Week 9: Adversarial Machine Learning – Vulnerabilities (Part I)
COMP90073 Security Analytics
, CIS Semester 2, 2021
Copyright By PowCoder代写 加微信 powcoder
Week 9: Adversarial Machine Learning – Vulnerabilities Definition + examples
Classification
Evasion attacks
Gradient-descent based approaches Automatic differentiation
Real-world example
Poisoning attacks Transferability
COMP90073 Security Analysis
Week 9: Adversarial Machine Learning – Vulnerabilities Definition + examples
Classification
Evasion attacks
Gradient-descent based approaches Automatic differentiation
Real-world example
Poisoning attacks Transferability
COMP90073 Security Analysis
Definition
What is Adversarial Machine Learning (AML)?
“Adversarial machine learning is a technique employed in the field of machine learning which attempts to fool models through malicious input.” – Wikipedia
COMP90073 Security Analysis
• Test-time attack
Image classifier C: input images X{0, 1, 2, …, 9}, 0 +𝛿𝛿1
100×100 Input vector
P0 0.01 0.01
P1 0.02 0.02
P2 0.01 0.01
. 0.02 0.02
. 0.01 0.01
. 0.01 0.01
0.03 0.56 P9 0.85 0.32
Output vector
Height 100px
Width 100px
…𝑖𝑖 255 +𝛿𝛿𝑗𝑗
Classifier
Adversarial sample
…0 + 𝛿𝛿 0
COMP90073 Security Analysis
• Test-time attack Original
images + Perturbation
Adversarial samples
Classifier output
6248960254
COMP90073 Security Analysis
• Training-time attack
– Insert extra training points to maximise the loss
Class 1 (+)
Class 2 (−)
COMP90073 Security Analysis
• Hugeamountofattention – Mission-criticaltasks
COMP90073 Security Analysis
Week 9: Adversarial Machine Learning – Vulnerabilities
Definition + examples
Classification
Evasion attacks
Gradient-descent based approaches Automatic differentiation
Real-world example
Poisoning attacks Transferability
COMP90073 Security Analysis
Classification
• Classification [1]
– Exploratory/evasion: test time
– Causative/poisoning: training time
– Integrityvs.Availability–securityviolation
– Integrity: harmful instances to pass filters
– Availability: denial of service, benign instances to be filtered
– Targetedvs.Indiscriminate/Untargeted–specificity
– Targeted: misclassified as a specific class
– Indiscriminate/untargeted: misclassified as any other class
– White-box: full knowledge of the victim model
– Black-box: no/minimum knowledge of the model
Exploratory vs.

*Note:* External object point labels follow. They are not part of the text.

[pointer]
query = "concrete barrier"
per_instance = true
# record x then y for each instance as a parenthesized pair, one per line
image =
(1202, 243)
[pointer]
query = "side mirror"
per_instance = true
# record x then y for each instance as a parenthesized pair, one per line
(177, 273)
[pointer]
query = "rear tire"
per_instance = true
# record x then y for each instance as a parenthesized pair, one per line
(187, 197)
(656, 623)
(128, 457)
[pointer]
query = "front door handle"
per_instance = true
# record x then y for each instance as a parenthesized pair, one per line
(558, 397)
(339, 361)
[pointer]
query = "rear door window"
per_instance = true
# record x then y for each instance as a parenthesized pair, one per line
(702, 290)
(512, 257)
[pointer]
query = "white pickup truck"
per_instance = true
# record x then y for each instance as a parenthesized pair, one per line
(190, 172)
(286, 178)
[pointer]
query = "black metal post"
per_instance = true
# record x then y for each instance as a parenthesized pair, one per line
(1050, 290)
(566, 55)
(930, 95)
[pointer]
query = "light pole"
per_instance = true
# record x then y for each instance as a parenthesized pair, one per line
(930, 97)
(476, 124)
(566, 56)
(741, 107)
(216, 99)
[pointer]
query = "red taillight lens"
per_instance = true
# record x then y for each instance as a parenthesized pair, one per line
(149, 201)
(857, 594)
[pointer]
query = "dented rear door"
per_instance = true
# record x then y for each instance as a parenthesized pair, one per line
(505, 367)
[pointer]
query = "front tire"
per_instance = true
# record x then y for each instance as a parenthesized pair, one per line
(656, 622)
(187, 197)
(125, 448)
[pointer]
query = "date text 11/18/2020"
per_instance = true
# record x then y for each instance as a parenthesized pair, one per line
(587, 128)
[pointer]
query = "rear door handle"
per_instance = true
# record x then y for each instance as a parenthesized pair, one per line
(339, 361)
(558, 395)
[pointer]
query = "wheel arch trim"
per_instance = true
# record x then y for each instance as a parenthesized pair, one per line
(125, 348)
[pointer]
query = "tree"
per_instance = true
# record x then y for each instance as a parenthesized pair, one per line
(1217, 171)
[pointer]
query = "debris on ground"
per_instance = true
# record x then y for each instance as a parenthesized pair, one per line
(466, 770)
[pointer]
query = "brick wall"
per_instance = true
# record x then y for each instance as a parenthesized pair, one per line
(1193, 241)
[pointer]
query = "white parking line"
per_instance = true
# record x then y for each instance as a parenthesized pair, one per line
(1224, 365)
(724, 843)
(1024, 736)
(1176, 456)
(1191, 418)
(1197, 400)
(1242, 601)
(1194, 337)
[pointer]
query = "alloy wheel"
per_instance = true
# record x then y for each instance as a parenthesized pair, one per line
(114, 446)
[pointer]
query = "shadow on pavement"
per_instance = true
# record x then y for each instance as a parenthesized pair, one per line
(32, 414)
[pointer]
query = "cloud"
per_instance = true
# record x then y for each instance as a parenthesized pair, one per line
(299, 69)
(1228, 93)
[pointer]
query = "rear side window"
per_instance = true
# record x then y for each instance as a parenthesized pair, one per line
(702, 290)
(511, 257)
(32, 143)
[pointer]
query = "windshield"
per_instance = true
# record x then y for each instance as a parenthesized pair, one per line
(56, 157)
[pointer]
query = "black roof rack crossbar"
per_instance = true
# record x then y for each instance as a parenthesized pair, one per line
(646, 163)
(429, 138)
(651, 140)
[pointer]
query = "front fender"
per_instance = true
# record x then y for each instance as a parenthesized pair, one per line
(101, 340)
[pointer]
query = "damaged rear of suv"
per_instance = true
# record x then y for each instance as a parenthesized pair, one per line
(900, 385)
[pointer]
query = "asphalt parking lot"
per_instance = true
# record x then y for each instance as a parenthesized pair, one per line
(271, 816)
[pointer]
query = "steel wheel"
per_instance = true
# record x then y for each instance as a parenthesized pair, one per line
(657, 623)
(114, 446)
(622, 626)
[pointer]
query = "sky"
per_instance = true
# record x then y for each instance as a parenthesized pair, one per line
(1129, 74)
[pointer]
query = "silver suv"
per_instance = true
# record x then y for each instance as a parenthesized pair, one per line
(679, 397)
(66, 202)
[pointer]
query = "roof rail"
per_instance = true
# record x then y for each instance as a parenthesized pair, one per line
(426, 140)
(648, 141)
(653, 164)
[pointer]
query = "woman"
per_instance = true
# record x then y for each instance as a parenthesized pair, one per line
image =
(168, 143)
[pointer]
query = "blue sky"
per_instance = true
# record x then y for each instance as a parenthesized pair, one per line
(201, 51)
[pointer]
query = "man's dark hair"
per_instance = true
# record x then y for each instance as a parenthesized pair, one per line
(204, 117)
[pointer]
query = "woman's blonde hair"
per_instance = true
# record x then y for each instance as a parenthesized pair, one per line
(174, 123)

Causative – influence
White-box vs. Black-box – attacker information
COMP90073 Security Analysis
Week 9: Adversarial Machine Learning – Vulnerabilities
Definition + examples Classification Evasion attacks
Gradient-descent based approaches
Automatic differentiation
Real-world example Poisoning attacks Transferability
COMP90073 Security Analysis
Evasion attacks (definition)
• Evasion attack
– Aim: minimum perturbation δ to the input 𝑥𝑥, in order to cause
model C to misclassify
𝑥𝑥→𝑥𝑥+𝛿𝛿(𝑥𝑥,𝛿𝛿∈ 0,1 )
such that (s.t.)
𝐶𝐶 𝑥𝑥 + 𝛿𝛿 ≠ 𝐶𝐶 𝑥𝑥 Indiscriminate
OR 𝐶𝐶 𝑥𝑥 + 𝛿𝛿 = 𝑙𝑙𝑡𝑡𝑡𝑡𝑡𝑡𝑡𝑡𝑡𝑡𝑡𝑡 Targeted
COMP90073 Security Analysis
Evasion attacks (definition)
• Evasion attack
– Formulated as an optimisation problem
arg min 𝛿𝛿 𝛿𝛿∈ 0,1 𝑑𝑑
s.t.𝐶𝐶𝑥𝑥+𝛿𝛿 ≠𝐶𝐶𝑥𝑥 OR 𝐶𝐶 𝑥𝑥+𝛿𝛿 =𝑙𝑙𝑡𝑡𝑡𝑡𝑡𝑡𝑡𝑡𝑡𝑡𝑡𝑡
– p-norm: 𝛿𝛿 = ∑𝑑𝑑 |𝛿𝛿|𝑝𝑝 1/𝑝𝑝 𝑝𝑝 𝑖𝑖=1𝑖𝑖
Highly non-linear
– 𝛿𝛿 =∑𝑑𝑑 |𝛿𝛿|, 𝛿𝛿 = ∑𝑑𝑑 𝛿𝛿 2, 𝛿𝛿 =max𝛿𝛿 1 𝑖𝑖=1 𝑖𝑖 2 𝑖𝑖=1 𝑖𝑖 ∞ 𝑖𝑖 𝑖𝑖
•E.g.,𝛿𝛿=1,2,3,−4,𝛿𝛿1=10,𝛿𝛿2= 30,𝛿𝛿∞=4
COMP90073 Security Analysis
Evasion attacks (definition)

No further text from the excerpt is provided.